新型コロナウイルス感染症発症後に診断された精神障害の労災認定が2020年度に2事例(2021年4月9日 衆議院厚生労働委員会)

新型コロナウイルスに感染した人の大規模な医療データを分析したところ、30%余りが半年以内に不安障害などの精神や神経の病気と診断されたとする推計結果を、イギリスのオックスフォード大学のグループが発表したことが大きく報道されている。

記事では「感染者の3割 精神や神経の後遺症か」というタイトルがつけられているが、同論文自体は「後遺症」等という言葉は使っていない。新型コロナウイルス感染後の神経精神症状や、感染後に精神障害等の診断を受ける事例があることについては、以前から指摘もされ、関心も寄せられているところである。

新型コロナウイルス感染症発症後に診断された精神障害が労災認定された事例が、2020年度中に2件あったことが明らかになった。

阿部知子衆議院議員が4月1日に設定した厚生労働省労働基準局補償課職業病認定対策室との会合で、全国労働安全衛生センター連絡会議からの質問に答えて明らかになったものだが、4月9日の衆議院厚生労働委員会における同議員の質問に対して、労働基準局長が以下のように回答している。

「新型コロナウイルス感染症にかかった方で精神生涯を発病された方、これは直接の後遺症というよりは、コロナ感染症にかかったことにより職場で様々な人間関係等々も含めてということになりますが、精神障害について労災認定がなされたものにつきましては、令和3年3月末時点で2件となっております。」

2件とも、新型コロナウイルス感染症に罹患した事実だけではなく、それをめぐって生じた出来事と合わせて、精神障害労災認定基準の心理的負荷表に当てはめて業務によるものとして認定されたもののようだ。

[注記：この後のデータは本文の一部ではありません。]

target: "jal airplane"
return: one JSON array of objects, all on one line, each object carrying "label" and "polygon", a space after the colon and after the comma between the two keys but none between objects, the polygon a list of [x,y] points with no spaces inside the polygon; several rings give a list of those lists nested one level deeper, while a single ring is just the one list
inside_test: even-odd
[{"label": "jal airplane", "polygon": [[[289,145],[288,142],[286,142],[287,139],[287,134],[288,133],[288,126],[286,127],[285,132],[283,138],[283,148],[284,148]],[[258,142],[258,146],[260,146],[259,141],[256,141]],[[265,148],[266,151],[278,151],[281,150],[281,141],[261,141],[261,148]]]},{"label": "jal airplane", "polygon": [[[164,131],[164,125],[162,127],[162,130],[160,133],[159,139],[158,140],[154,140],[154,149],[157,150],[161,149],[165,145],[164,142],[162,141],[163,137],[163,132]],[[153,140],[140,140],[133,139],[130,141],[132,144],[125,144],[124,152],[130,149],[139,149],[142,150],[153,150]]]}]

一方で、新型コロナウイルス感染症で労災療養中に心療内科を受診したところ、精神障害の業務上外認定調査が行われることになり、労災保険の休業補償給付の支給が停止されてしまったという事例も生じている。私たちは、新型コロナウイルス感染症の療養が継続しているなかでの休業補償給付支給停止に抗議しているが、一層の監視が必要な問題である。